President Obama on Friday authorized boosting the U.S. troop level in Iraq to more than 3,000 in a non-combat mission and also said he would seek $5.6 billion in additional funding for the campaign to destroy the Islamic State of Iraq and Syria.
Obama acted on the recommendation for additional troops from Defense Secretary Chuck Hagel, who was responding to a request from the Baghdad government of Prime Minister Haider al-Abadi for more U.S. troops to train, advise and equip the Iraqi Security Forces, Pentagon officials said.
Currently, there are about 1,400 U.S. troops in Iraq with an authorization for that contingent to go up to 1,600, Pentagon officials said, and the 1,500 added troops would bring the troop level to 3,100.
A senior White House official, speaking on background, said the $5.6 billion in additional funding would be tacked onto the current request of $58.6 billion for Fiscal Year 2015 Overseas Contingency Operations, which is separate from the defense base budget.
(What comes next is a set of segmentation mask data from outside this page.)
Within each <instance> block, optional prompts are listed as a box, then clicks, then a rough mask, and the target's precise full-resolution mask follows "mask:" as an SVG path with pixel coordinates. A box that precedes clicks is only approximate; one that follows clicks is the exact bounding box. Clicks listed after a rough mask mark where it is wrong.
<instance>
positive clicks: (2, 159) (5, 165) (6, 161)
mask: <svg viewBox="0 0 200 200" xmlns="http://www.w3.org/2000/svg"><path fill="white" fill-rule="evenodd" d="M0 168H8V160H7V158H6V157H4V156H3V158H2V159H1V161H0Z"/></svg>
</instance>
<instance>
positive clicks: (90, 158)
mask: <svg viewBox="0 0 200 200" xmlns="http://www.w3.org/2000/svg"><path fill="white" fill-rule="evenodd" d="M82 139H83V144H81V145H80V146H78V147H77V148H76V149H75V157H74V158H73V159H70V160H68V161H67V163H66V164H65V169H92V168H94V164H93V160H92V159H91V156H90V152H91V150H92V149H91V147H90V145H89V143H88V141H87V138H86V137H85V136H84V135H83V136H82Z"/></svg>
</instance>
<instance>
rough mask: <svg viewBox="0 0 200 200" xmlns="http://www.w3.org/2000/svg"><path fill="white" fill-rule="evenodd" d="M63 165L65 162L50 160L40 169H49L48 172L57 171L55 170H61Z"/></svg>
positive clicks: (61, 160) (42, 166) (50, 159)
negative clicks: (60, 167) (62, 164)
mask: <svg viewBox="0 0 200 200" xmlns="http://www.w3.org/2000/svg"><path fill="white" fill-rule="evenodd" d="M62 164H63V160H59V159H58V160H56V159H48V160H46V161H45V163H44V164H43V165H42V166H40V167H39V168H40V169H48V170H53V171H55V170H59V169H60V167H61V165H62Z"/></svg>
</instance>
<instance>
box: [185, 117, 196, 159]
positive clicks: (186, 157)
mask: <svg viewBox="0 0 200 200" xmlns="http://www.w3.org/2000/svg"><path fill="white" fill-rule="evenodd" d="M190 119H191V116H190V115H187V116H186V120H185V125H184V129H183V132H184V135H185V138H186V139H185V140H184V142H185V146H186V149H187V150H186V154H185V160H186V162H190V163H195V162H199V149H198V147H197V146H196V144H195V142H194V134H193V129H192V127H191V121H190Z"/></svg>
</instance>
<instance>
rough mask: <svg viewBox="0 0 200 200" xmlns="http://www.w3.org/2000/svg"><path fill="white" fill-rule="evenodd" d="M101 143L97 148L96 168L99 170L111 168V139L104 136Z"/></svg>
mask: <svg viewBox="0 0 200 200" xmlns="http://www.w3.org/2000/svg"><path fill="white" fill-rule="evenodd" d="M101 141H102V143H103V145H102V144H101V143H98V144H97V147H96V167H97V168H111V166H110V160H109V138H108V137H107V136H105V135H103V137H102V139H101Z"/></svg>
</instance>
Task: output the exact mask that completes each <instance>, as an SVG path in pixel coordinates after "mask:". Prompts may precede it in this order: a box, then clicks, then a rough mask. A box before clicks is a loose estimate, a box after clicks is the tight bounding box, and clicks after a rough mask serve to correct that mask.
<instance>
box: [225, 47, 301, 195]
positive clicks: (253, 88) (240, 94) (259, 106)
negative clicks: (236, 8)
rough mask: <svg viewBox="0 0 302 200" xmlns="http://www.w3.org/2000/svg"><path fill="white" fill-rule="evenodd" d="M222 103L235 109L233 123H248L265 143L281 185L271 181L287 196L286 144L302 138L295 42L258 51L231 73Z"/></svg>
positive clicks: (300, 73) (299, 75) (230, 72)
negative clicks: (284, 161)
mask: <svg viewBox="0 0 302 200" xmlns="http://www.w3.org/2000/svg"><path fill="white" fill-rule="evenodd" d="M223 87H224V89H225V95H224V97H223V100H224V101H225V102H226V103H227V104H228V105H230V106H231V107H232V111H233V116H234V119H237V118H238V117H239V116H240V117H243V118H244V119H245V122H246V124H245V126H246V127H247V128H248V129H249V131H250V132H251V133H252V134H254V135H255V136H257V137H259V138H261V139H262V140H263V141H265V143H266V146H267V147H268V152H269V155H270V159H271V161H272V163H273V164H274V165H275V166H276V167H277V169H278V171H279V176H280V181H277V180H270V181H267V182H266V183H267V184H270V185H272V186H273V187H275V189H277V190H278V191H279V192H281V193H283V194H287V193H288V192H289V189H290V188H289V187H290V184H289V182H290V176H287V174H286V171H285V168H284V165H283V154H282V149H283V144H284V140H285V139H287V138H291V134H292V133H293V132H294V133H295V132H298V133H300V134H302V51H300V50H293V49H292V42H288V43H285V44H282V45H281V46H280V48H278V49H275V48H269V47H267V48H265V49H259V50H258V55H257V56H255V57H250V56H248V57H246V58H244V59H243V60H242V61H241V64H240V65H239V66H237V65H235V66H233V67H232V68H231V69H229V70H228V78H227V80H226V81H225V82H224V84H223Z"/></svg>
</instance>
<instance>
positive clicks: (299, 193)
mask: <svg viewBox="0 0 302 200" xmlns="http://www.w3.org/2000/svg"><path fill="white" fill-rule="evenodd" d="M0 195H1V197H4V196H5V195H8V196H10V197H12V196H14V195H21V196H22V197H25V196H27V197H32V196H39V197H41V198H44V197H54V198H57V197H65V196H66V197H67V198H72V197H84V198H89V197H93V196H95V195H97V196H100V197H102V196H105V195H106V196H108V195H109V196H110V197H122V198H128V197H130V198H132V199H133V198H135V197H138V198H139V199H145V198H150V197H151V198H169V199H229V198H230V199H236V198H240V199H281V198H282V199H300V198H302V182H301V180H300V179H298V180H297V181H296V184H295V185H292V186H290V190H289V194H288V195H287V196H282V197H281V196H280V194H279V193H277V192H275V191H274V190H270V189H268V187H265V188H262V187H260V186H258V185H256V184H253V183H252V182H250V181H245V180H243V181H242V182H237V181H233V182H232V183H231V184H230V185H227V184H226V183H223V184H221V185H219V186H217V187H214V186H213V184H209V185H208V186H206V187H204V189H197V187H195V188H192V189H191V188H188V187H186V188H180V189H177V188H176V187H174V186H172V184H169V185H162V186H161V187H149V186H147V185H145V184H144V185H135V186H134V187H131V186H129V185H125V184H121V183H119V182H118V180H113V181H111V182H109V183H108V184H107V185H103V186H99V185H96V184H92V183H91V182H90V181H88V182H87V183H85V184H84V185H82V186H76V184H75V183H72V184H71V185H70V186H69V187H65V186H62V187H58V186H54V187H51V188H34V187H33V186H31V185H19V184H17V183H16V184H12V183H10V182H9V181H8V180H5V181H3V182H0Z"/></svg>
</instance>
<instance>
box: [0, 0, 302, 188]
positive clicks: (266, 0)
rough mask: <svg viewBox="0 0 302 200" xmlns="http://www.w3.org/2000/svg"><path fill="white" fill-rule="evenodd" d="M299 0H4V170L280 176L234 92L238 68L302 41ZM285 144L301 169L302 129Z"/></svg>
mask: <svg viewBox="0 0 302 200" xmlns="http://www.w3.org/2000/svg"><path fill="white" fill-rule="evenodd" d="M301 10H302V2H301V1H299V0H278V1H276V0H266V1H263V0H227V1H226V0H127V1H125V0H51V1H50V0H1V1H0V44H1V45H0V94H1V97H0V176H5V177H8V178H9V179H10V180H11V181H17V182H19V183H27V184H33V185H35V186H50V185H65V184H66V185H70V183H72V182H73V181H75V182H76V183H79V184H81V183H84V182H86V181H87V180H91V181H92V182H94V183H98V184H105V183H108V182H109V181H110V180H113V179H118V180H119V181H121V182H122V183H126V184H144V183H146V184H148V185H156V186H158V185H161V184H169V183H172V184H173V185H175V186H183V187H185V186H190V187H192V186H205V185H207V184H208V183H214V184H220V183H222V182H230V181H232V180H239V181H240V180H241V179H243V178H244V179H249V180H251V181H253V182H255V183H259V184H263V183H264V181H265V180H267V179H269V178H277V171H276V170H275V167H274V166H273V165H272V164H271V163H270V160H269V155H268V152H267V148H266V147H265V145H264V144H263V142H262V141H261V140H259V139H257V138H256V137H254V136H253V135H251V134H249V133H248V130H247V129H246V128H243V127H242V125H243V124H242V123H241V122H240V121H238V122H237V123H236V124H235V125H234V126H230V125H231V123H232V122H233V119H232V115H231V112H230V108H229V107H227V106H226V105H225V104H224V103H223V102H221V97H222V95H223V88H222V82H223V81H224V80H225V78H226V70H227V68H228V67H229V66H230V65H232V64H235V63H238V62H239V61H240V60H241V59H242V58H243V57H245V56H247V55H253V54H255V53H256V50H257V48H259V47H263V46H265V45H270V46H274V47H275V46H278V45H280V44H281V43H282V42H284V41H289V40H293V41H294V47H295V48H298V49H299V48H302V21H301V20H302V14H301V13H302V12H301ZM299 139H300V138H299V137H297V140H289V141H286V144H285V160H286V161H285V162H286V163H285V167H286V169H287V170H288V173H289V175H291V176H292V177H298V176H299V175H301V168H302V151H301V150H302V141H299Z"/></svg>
About $3.4 billion from the total of $5.6 billion would go to the ongoing operations of the U.S. effort, including airstrikes and intelligence, the official said.
Another $1.6 billion would go to the train, advise and equip role and $524 million would go to the State Department for diplomatic and humanitarian assistance efforts, the official said.
"Our expectation is that this will get resolved in the lame duck session" of Congress, the official said of Congressional approval of the $5.6 billion.
The authorization to send more troops included approval to expand the areas in which they will operate. Currently, U.S. trainers and advisers are limited to Joint Operations Centers in Baghdad and Irbil, the capital of the Kurdish region.
In a statement, Rear Adm. John Kirby, the Pentagon press secretary, said that the U.S. Central Command will establish several sites across Iraq, including in western Anbar province," that will accommodate the training of 12 Iraqi brigades, specifically nine Iraqi army and three Peshmerga (Kurdish) brigades."
"These sites will be located in northern, western, and southern Iraq," Kirby said. Coalition partners will join U.S. personnel at these locations to help build Iraqi capacity and capability."
A second senior White House official denied that the additional troops amounted to "mission creep" that the administration has sought to avoid.
"The mission has not changed at all for our service members," the official said. The mission was still to train and advise, the official said, and "even with these additional personnel, the mission is not changing."
The Pentagon official would not rule out that more troops would be sent to Iraq, in addition to the 1,500. The "limiting principle" was on the restriction of the mission to the training and advisory role, he said.
"I don't want to suggest a specific ceiling," the official said.